In addition to VO products, we also just got in a care package from Fairweather in Japan with a bunch of Bullmoose Bars in Silver and Black finishes.

Happy riding!

19 August, 2017

Removable Faceplate Quill Stems Have Arrived!

by Igor


The VO Removable Faceplate Quill Stems have finally arrived! In case you missed previous blog posts about them, they're designed for 1" threaded steerers and have 31.8mm handlebar compatibility. No longer do you need to undo your beautiful bar wrap to change stems, and no more scratching brand new bars snaking them through the stem's clamp. Additionally, you can now use any and all weird alt-bars that are available on the market. So put Crazy Bars on your townie! Put Far Bars on your vintage MTB for a weekend tour! Or simply put one on your travel bike for ease of packing. Go nuts, they're MTB rated ;)

They're available in three top-notch finishes to fit any build: Hi-Po Chrome, Noir, and Brushed Nickel. Lengths range from 80mm to 110mm in 10mm increments.


In addition to these stems, by popular demand, we made a 1" Threaded Steerer Adaptor for our Cigne Stems. We'd suggest picking up a pair of 1" 5mm headset spacers to match your Cigne Stem and headset, otherwise you'll have a gap between the bottom of the stem and the top of the locknut.


For those of us with 1" headsets, the possibilities are now endless! What will you run?

17 August, 2017

Stack Em Up!

By Scott

Headsets don't get a lot of love. They are the 12th man of a cricket team, the pinch runner for a baseball squad, or the back up goalie for a hockey team. They tend to get forgotten until servicing or replacement is needed.


When the time comes to pick a headset, you need to do a bit of research and measuring. For the purposes of this post, I'm going to delve into the concept of stack height and how it relates to fitting a headset to a frame. While the discussion is directed at threaded headsets, threadless headsets use some similar math. So if you are swapping out a threadless headset, you have to allow for the stack height of the stem in addition to the headset.

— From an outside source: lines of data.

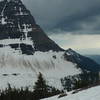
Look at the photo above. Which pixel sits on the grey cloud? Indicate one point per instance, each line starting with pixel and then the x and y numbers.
pixel 66 15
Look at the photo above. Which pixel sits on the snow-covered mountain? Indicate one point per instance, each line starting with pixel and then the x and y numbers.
pixel 25 50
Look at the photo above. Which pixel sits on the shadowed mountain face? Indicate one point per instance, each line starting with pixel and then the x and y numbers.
pixel 20 34
pixel 19 31
pixel 82 62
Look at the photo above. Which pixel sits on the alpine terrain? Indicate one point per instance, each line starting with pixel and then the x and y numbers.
pixel 25 50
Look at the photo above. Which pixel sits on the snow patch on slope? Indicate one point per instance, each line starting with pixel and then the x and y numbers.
pixel 51 64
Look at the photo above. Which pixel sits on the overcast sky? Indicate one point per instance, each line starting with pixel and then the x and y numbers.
pixel 71 23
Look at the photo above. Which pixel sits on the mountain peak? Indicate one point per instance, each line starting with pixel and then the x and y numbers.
pixel 19 31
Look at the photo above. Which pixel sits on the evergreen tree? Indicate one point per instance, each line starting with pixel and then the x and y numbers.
pixel 40 88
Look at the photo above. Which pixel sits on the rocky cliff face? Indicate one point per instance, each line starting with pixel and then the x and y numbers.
pixel 19 31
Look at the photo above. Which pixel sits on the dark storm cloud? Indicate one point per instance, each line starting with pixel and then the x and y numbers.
pixel 67 15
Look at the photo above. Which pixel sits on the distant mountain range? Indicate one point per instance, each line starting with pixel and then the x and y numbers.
pixel 25 50
pixel 95 58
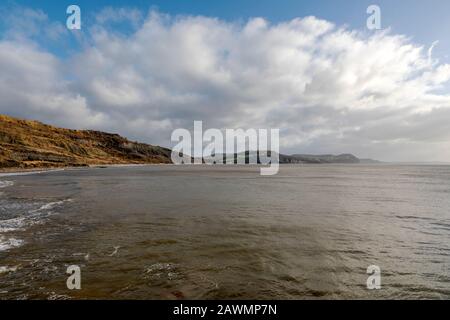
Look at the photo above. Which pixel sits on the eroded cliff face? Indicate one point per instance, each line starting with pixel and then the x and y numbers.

So lets start out with our Campeur frame and fork. I'd like to install the 1 inch threaded Grand Cru headset. Now I have to figure out if it will fit (spoiler alert - all VO frames are designed to be 100% compatible with our headsets). To help determine this, I'll need a metric tape measure. If you don't have a tape measure marked in both metric and imperial, pop down to your local hardware store and grab one. It makes it so much easier for this project and for future ones as well.

I need three measurements to determine if my chosen headset will fit: 1) the stack height of the intended headset, 2) the length of the head tube, and 3) the length of the steerer tube. The stack height of the headset is the overall height of the headset once installed and should be found on the manufacturer's documentation. The head tube length can be measured with your tape measure. Simply measure the length of the head tube - don't include the existing cups or anything, just the head tube. To measure the steerer tube, you will need to remove the fork and measure from the top of the crown to the top of the steerer.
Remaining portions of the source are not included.